Being vocal and trans
How do transgender voices contribute to diversity in society and gender presentations? I will talk about being trans and using my voice before and after transitioning. “How does my voice represent my personal identity and the changes of my voice reflect the voyage to the person I am today?” Being vocal does also imply having the opportunity to raise the voice for transgender and human rights issues. How are transgender representations met in the broader society?
Stein Wolff Frydenlund was born in Norway 1957. Non-binary, male oriented trans and LGBTI activist at FRI (1994–present), Amnesty International (2000–2018) and Transgender Europe – TGEU (2014–2018). Stein has a master’s degree in political science, and works as a lecturer at a high school, teaching Norwegian language. Stein is a parent with two grandchildren and is a singer in a mixed choir.
Computation and gender
A series of examples and reflections on how gender enters into the domain of computation, focusing on a trans and nonbinary perspective: how gender is encoded in software, how it is sometimes ‘computed’, the perils and discrimination associated with that, and how to try to do things right.
Charlie Negri is a physicist by education, researcher and data care-taker. Interested in the ethics & politics of algorithms deployed in socio-technical systems.
Searching for freedom: Kaeto Sweeney in conversation with Maria Rusinovskaya on reclaimed spaces, projected fantasies and wet looks.
Screening of the film Martine (Kaeto Sweeney, 2017, 16 min) and a talk.
Kaeto Sweeney is an artist and producer of queer club night ASTERISK, living in Bergen. When he is not dancing or partying, He is telling stories with words or films about dancing or partying. His work shapes itself around the different ways we tell stories and the way we receive them, of those that belong simultaneously from a personal and societal perspective. He uses these forms of expression to explore our collective understanding of ourselves, and to create a moment for empathy between artist, art, and public.
His most recent exhibition is part of the Master graduation year of KMD, MA2020 at KODE 2, Bergen and ALLEGORIA was shown at Hordaland KunstSenter, Bergen.
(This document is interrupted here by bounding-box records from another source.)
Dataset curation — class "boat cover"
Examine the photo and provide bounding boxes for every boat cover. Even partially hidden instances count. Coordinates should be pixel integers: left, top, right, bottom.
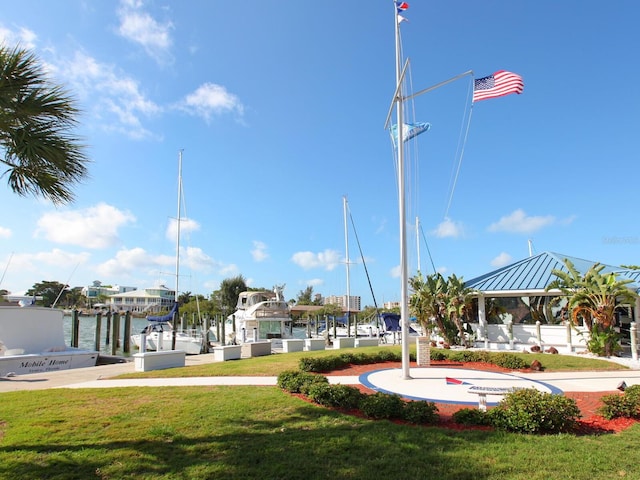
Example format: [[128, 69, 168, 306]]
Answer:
[[380, 313, 417, 333], [147, 302, 178, 322]]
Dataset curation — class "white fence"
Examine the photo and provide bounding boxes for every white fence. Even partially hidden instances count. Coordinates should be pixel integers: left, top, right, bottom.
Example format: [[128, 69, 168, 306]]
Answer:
[[471, 323, 589, 353]]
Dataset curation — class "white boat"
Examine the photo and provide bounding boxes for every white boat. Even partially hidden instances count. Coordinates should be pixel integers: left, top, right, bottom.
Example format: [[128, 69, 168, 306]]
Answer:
[[222, 286, 291, 343], [0, 306, 99, 377], [131, 151, 205, 355], [131, 303, 204, 355]]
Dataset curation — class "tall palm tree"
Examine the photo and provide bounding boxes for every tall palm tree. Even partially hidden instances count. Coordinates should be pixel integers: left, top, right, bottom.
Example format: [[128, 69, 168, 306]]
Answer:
[[547, 259, 637, 356], [0, 45, 89, 204], [409, 272, 473, 345]]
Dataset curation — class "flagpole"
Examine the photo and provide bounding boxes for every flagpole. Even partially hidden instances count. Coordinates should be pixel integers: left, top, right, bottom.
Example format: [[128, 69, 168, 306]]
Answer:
[[393, 1, 411, 380]]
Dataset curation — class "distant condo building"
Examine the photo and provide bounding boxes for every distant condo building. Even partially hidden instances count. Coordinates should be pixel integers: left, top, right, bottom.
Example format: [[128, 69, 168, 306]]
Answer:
[[82, 281, 175, 314], [82, 280, 136, 302], [106, 285, 175, 313], [324, 295, 360, 312]]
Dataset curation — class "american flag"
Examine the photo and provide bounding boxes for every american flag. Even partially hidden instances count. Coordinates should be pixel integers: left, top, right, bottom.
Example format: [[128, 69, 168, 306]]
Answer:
[[473, 70, 524, 102]]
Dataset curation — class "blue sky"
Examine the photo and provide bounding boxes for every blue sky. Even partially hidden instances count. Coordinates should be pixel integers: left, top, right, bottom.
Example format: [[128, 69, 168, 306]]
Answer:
[[0, 0, 640, 305]]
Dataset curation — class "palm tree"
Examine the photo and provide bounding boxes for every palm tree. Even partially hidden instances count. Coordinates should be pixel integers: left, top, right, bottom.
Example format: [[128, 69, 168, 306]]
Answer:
[[0, 46, 89, 204], [409, 272, 473, 345], [547, 259, 637, 356]]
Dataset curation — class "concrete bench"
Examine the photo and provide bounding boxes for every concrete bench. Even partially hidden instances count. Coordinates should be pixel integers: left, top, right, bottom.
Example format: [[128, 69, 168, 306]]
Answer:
[[304, 338, 325, 352], [241, 340, 271, 357], [213, 345, 242, 362], [355, 337, 380, 348], [282, 338, 304, 353], [467, 385, 518, 412], [333, 337, 356, 349]]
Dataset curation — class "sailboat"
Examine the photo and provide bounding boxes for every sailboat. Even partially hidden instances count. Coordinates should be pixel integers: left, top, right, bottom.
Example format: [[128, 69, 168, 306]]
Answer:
[[385, 0, 524, 380], [131, 151, 205, 355]]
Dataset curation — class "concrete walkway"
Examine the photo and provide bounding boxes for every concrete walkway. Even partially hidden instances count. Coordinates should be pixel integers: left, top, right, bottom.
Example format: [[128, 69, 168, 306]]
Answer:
[[0, 354, 640, 405]]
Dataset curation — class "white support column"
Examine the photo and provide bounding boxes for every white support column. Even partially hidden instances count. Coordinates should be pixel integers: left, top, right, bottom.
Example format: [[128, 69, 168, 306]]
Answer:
[[478, 295, 489, 350]]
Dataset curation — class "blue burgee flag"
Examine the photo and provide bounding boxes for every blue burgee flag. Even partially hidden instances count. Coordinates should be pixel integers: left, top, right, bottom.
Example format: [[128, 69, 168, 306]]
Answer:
[[390, 122, 431, 145]]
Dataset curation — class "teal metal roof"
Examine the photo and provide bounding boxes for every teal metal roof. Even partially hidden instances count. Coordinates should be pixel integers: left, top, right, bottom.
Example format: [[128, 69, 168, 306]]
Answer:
[[465, 252, 640, 292]]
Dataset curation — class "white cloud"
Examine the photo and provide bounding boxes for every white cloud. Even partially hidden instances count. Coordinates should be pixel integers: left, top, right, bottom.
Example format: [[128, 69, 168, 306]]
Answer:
[[179, 83, 244, 121], [57, 52, 162, 139], [489, 209, 555, 234], [491, 252, 513, 268], [165, 218, 200, 243], [180, 247, 216, 272], [291, 250, 342, 271], [7, 248, 91, 284], [118, 0, 173, 64], [96, 247, 164, 278], [431, 218, 464, 238], [35, 203, 136, 249], [389, 265, 402, 278], [0, 25, 38, 50], [251, 240, 269, 262]]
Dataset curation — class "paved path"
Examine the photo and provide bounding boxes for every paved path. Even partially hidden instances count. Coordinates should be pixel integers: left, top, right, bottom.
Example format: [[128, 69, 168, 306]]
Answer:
[[0, 354, 640, 405]]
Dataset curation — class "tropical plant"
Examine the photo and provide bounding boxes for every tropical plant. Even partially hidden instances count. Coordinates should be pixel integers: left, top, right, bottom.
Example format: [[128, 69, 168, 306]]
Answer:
[[0, 46, 89, 204], [25, 280, 69, 307], [547, 259, 637, 356], [409, 272, 473, 345]]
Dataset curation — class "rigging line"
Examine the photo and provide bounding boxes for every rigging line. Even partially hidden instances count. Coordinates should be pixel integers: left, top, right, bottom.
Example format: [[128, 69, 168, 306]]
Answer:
[[0, 252, 14, 285], [444, 79, 473, 218], [419, 224, 436, 273], [347, 205, 378, 319], [176, 152, 203, 325]]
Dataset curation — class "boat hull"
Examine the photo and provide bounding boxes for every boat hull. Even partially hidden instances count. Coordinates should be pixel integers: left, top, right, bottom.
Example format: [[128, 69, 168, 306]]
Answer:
[[0, 350, 98, 377], [131, 331, 203, 355]]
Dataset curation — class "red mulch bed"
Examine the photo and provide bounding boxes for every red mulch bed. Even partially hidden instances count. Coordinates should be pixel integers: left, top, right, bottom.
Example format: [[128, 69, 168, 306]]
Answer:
[[325, 360, 638, 435]]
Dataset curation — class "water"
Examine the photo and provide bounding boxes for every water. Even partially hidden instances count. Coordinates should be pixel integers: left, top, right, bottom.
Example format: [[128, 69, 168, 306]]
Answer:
[[63, 315, 307, 356], [63, 315, 147, 356]]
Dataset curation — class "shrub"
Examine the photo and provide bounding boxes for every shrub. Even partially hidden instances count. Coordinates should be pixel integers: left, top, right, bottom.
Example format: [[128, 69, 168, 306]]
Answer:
[[402, 401, 440, 425], [624, 385, 640, 407], [277, 370, 329, 395], [429, 348, 448, 362], [488, 388, 580, 433], [597, 390, 638, 420], [359, 392, 405, 420], [309, 384, 363, 410], [452, 408, 491, 425], [491, 352, 529, 370], [376, 349, 402, 362], [298, 355, 348, 373]]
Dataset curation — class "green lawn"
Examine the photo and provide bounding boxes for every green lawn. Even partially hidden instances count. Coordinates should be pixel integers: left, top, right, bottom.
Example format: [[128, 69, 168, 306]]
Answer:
[[0, 344, 640, 480]]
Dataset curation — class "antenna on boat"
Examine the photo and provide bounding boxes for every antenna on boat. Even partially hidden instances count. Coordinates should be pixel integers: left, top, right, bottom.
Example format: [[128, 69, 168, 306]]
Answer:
[[174, 149, 183, 304], [342, 195, 351, 328]]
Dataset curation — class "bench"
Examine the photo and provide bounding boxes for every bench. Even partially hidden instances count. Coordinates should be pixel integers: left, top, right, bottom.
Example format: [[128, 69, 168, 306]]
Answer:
[[282, 338, 304, 353], [355, 337, 380, 348], [213, 345, 242, 362], [467, 385, 519, 412]]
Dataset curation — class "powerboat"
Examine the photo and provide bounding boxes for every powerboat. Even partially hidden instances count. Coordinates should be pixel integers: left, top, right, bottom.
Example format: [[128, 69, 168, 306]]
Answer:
[[0, 306, 99, 377], [131, 303, 204, 355], [222, 287, 291, 343]]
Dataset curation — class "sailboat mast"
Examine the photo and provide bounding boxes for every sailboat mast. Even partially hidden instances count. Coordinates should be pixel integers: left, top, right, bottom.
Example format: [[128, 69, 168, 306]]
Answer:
[[174, 150, 182, 304], [416, 217, 422, 272], [393, 1, 411, 379], [342, 195, 351, 322]]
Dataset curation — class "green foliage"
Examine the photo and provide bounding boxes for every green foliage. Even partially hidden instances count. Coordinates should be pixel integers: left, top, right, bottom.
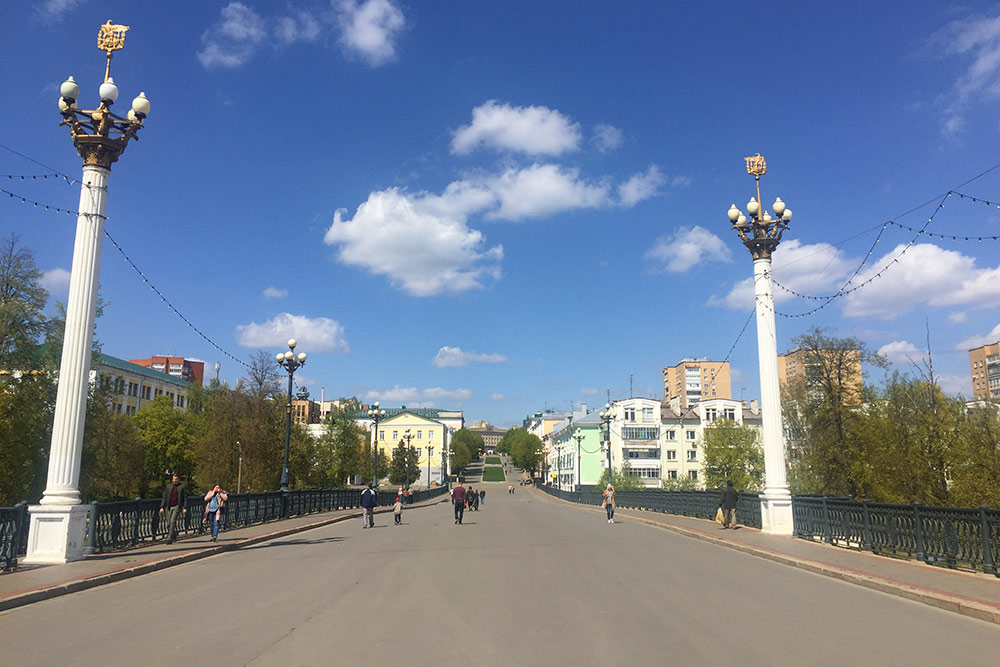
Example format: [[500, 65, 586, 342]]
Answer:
[[663, 477, 698, 491], [702, 419, 764, 491], [597, 463, 646, 491], [483, 466, 507, 482], [497, 428, 542, 474], [448, 428, 485, 473], [389, 440, 420, 486]]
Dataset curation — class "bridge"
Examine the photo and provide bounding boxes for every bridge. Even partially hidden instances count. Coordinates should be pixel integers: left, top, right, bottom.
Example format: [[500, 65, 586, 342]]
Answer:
[[0, 483, 1000, 665]]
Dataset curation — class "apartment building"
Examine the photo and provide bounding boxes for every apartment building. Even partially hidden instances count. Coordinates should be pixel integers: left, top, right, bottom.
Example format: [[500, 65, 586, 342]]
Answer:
[[969, 341, 1000, 401], [778, 348, 864, 406], [663, 357, 732, 412], [129, 355, 205, 385]]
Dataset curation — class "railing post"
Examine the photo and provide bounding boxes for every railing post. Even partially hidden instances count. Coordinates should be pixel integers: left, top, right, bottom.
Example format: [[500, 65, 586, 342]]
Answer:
[[821, 496, 833, 544], [861, 500, 875, 553], [913, 501, 929, 563], [83, 500, 101, 556], [979, 505, 997, 576]]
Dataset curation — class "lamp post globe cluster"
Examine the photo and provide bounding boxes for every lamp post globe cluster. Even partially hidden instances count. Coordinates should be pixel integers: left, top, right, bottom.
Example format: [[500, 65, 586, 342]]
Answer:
[[368, 401, 385, 488], [25, 21, 150, 563], [274, 338, 306, 492], [597, 403, 615, 484], [727, 153, 793, 535]]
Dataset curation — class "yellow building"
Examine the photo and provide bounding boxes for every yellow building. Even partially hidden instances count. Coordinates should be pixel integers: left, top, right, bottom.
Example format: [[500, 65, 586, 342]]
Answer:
[[369, 410, 449, 487], [969, 341, 1000, 401], [663, 358, 732, 412]]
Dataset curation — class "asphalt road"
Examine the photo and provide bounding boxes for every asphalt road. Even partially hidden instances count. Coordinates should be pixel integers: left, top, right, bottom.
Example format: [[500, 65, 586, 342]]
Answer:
[[0, 483, 1000, 667]]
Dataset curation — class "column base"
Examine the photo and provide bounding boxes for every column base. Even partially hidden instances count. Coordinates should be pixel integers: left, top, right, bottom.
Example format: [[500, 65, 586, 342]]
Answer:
[[24, 505, 90, 564], [760, 491, 795, 535]]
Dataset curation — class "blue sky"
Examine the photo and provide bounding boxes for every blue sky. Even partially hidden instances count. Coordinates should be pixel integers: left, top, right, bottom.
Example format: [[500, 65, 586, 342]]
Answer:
[[0, 0, 1000, 426]]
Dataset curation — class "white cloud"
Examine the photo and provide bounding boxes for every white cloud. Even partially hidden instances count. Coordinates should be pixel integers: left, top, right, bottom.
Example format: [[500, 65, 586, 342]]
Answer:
[[593, 123, 624, 153], [646, 226, 733, 273], [261, 287, 288, 299], [38, 268, 70, 296], [709, 239, 853, 312], [932, 15, 1000, 137], [844, 243, 1000, 320], [324, 184, 503, 296], [618, 164, 666, 208], [236, 313, 349, 354], [955, 324, 1000, 350], [365, 385, 472, 408], [35, 0, 83, 21], [486, 164, 609, 220], [338, 0, 406, 67], [198, 2, 267, 68], [451, 100, 580, 155], [431, 345, 507, 368], [878, 340, 923, 365]]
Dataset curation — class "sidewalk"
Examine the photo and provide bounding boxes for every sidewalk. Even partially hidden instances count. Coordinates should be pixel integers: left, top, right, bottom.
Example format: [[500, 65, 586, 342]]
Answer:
[[0, 494, 448, 612], [535, 490, 1000, 625]]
Maria Rusinovskaya is currently live programme curator at Bergen Kunsthall, where she has since 2014 been developing and presenting a comprehensive programme with discursive series, music programmes, performance and moving image. Maria uses collaboration and network thinking as a strategy to present new works and experiences whilst ensuring representation of diverse voices. Maria studied art history in Murmansk (RU) and Oslo, and previously worked as curator and producer at Pikene på Broen and at the Murmansk Museum of Arts. In December 2020 she will take over as the new director of Bergen Centre for Electronic Arts.
Isak Bradley and Joakim Eide will join in on a panel discussion during In First Person : The Festival to reflect on their experiences and growth while working on In First Person : The House [digital] and the upcoming theatre performance, In First Person: The Dance in October 2020.